While Berlin has been a major international cultural player since German reunification in 1990, if you go a bit further back to the Cold War days, German exports to the US tended to come mainly from major West German cities like Cologne and Dusseldorf.
Back then, it was magical New York that played the muse, more than the other way around. When Rainer Gross traveled from Cologne to New York in 1973, the vibrant art scene made such an impression on him that he dropped out of his home city's school of applied arts.
"When you're 20 or 22 years old, you just want to come to New York," he told DW in an interview in his Long Island City studio. "Coming to New York was just a great experience. I got absorbed in the 70s."
Grosss story reads like an artist's dream. After coming to New York as assistant to pop art proponent Howard Kanovitz, his first gallery got a half-page review in The New York Times. That catalyzed a prolific painting career that has touched on topics ranging from the Holocaust to American commercialism.
Germany's persecution of Jews during World War II inspired Gross to make images of paintings by Jewish artists which the Nazi government confiscated and sold away in what Gross calls a "paintings Holocaust." Gross' homages first went on display in Switzerland in 1985.
The artist's most recent work, a series he calls "contact paintings," recalls the action paintings of Jackson Pollock. Gross befriended legends from Pollock's generation after moving to New York. However, in sharp contrast to Pollock, each of Gross's contact paintings features a cropped, somewhat distorted image of a logo or icon, from McDonald's golden arches to Mickey Mouse.
"I was making a lot of abstract pieces and people were always talking to me about the purity of abstraction," Gross explained. "I thought, there's no purity in abstraction. At some point I just decided I wanted to have some cultural references again. So I used excerpts of logos."
When Gross came to New York, the city was known for cheap rents and an atmosphere congenial to making art - not unlike present-day Berlin. But he and others in the artistic community remarked that nowadays, fierce competition and the high cost of living mean aspiring artists have to build a career very quickly - or get out.
Whim in a rat race
At a show earlier this month at the Deutsches Haus, teacher and artist Katrin Roos, a Swiss expat, recounted some of the challenges she has faced to date.
"It was fairly hard for me to come to New York," she said. "I do feel it's in some ways reflected in my work. Some of the works that I did were very particular in trying to figure out cultural differences."

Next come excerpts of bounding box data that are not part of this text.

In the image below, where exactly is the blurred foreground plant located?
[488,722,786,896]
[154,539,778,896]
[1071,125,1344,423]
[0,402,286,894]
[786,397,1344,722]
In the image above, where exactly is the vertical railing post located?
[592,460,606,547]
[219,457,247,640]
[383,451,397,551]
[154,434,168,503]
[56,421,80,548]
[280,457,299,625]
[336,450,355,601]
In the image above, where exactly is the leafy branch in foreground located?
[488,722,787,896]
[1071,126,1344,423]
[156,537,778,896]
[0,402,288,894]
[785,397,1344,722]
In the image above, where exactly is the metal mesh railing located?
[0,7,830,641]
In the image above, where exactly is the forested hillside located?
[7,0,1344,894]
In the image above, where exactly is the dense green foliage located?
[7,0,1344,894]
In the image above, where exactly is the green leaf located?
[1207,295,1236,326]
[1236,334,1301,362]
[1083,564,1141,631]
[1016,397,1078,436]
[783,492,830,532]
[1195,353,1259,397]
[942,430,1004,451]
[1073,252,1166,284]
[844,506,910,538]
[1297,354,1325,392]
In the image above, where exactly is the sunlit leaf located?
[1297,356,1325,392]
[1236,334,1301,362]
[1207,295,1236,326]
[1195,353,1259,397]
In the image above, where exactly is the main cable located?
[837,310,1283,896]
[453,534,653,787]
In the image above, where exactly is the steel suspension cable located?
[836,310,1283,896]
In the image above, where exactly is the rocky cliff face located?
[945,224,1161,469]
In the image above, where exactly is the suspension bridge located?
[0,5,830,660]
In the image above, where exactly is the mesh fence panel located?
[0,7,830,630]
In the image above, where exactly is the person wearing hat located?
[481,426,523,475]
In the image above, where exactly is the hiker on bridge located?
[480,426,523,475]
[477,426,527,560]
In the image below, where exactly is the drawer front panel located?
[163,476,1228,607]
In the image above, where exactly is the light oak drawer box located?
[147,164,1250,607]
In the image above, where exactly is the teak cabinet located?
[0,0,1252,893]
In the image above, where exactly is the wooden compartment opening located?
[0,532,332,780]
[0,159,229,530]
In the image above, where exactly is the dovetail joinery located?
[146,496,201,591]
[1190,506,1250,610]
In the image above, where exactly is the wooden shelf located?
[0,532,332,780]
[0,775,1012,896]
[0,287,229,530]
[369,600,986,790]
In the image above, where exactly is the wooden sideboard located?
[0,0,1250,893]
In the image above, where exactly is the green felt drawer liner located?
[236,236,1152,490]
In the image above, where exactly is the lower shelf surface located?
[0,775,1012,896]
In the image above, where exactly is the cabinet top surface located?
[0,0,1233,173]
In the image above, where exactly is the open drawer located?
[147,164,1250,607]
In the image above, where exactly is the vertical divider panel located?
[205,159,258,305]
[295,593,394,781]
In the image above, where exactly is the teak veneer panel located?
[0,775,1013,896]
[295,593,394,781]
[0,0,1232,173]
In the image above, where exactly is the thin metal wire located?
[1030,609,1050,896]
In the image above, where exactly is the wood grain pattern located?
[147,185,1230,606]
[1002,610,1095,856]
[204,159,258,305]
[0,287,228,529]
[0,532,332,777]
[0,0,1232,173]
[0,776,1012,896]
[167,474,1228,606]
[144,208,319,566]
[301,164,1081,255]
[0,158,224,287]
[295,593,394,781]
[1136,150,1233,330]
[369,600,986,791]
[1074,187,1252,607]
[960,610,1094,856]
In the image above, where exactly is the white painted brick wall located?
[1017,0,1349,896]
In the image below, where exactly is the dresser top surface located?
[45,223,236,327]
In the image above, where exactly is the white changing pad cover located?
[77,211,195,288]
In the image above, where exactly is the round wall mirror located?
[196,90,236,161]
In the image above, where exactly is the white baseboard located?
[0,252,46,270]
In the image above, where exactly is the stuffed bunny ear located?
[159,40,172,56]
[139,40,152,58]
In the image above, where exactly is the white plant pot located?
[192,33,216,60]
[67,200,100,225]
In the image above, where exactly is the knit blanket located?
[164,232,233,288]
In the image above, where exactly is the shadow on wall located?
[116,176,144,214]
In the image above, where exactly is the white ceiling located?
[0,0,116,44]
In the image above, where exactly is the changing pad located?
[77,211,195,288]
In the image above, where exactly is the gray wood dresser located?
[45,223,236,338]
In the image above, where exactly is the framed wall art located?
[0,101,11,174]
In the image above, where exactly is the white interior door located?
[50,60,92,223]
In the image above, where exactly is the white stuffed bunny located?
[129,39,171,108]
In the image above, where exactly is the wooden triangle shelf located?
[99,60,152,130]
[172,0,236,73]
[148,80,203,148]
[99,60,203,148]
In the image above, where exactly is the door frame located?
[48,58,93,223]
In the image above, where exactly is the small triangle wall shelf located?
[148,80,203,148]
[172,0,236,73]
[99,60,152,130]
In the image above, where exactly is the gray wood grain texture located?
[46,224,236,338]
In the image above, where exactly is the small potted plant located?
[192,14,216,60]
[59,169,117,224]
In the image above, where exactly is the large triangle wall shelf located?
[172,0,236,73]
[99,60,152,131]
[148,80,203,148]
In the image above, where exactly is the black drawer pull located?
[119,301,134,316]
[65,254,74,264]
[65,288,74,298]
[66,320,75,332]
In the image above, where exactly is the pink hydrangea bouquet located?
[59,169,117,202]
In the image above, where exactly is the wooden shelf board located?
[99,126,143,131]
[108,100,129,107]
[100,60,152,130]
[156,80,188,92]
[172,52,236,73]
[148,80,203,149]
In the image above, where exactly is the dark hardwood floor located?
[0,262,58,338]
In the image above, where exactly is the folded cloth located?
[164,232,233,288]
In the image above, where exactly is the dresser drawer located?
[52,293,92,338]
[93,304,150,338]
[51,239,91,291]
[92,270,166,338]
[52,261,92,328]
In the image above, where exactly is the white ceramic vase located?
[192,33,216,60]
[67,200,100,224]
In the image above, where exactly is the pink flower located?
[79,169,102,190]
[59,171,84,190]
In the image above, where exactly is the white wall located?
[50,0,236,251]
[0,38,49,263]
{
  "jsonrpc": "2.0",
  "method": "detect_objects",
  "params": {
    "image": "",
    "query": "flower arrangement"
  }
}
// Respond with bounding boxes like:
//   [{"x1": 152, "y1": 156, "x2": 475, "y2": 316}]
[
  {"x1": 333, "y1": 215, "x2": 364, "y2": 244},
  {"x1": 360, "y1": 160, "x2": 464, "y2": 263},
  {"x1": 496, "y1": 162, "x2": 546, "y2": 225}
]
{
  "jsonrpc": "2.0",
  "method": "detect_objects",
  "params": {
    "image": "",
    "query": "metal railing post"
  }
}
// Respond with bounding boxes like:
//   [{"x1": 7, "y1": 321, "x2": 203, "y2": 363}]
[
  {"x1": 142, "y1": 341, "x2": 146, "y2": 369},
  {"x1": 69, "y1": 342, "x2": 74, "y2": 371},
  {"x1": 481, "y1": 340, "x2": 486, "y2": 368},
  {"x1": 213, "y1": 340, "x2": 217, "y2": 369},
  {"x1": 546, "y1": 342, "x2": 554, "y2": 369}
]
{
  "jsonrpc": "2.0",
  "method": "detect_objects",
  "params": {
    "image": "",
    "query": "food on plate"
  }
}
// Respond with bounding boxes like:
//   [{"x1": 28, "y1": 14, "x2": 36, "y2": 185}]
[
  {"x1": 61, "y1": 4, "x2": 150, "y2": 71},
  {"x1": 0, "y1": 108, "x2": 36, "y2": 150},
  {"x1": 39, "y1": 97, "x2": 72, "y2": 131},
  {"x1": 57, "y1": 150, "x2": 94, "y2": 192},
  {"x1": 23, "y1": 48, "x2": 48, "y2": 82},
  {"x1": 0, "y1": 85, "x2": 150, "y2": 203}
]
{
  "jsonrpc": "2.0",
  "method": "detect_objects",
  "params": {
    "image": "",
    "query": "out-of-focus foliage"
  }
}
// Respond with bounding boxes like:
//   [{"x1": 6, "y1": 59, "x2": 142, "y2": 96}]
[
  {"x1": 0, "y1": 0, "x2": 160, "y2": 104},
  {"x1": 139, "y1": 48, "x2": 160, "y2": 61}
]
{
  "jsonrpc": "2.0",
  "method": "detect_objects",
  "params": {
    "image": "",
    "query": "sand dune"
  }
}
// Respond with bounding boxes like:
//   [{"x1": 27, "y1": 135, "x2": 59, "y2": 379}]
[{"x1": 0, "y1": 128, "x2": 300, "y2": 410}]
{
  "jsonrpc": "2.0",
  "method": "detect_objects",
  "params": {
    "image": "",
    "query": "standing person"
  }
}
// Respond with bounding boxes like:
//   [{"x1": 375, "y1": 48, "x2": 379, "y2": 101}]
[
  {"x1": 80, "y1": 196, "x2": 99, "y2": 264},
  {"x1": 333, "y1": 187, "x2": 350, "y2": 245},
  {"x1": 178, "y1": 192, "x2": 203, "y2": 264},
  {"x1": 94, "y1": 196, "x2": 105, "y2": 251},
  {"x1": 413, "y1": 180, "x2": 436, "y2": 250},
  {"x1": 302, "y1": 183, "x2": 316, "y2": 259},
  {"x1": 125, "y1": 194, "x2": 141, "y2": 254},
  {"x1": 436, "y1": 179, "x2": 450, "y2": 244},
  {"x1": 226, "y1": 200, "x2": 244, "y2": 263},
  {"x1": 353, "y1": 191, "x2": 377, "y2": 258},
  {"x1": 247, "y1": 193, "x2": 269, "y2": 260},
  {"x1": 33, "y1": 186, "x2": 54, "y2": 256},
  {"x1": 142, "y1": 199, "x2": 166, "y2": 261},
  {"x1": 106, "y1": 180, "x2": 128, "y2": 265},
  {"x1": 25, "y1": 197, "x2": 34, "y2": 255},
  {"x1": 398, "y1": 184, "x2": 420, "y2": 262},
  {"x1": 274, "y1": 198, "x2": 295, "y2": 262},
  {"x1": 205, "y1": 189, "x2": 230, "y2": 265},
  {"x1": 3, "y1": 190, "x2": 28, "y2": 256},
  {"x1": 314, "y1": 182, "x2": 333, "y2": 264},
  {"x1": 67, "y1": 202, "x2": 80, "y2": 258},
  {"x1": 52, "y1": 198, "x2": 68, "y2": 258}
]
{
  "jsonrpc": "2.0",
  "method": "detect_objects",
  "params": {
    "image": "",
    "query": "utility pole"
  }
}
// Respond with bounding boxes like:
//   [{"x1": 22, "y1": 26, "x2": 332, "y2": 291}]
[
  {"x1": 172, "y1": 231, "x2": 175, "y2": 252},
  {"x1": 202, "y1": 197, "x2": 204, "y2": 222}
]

Roos' contribution to the show consisted of pencil drawings of familiar scenes with miniature human figures made out of matchsticks. She said her small scale was intended to criticize mass consumption and the resulting loss of humanity.
But Roos' depictions of trapeze artists, a rooster and Shakespearean actors had a playful feel reminiscent of Könnemann's video.
For the cool cosmopolitanism and questioning nature of many of their works, German and German-speaking artists in New York have not only brought the deep philosophical approach they're internationally known for - but also a welcome whimsical touch.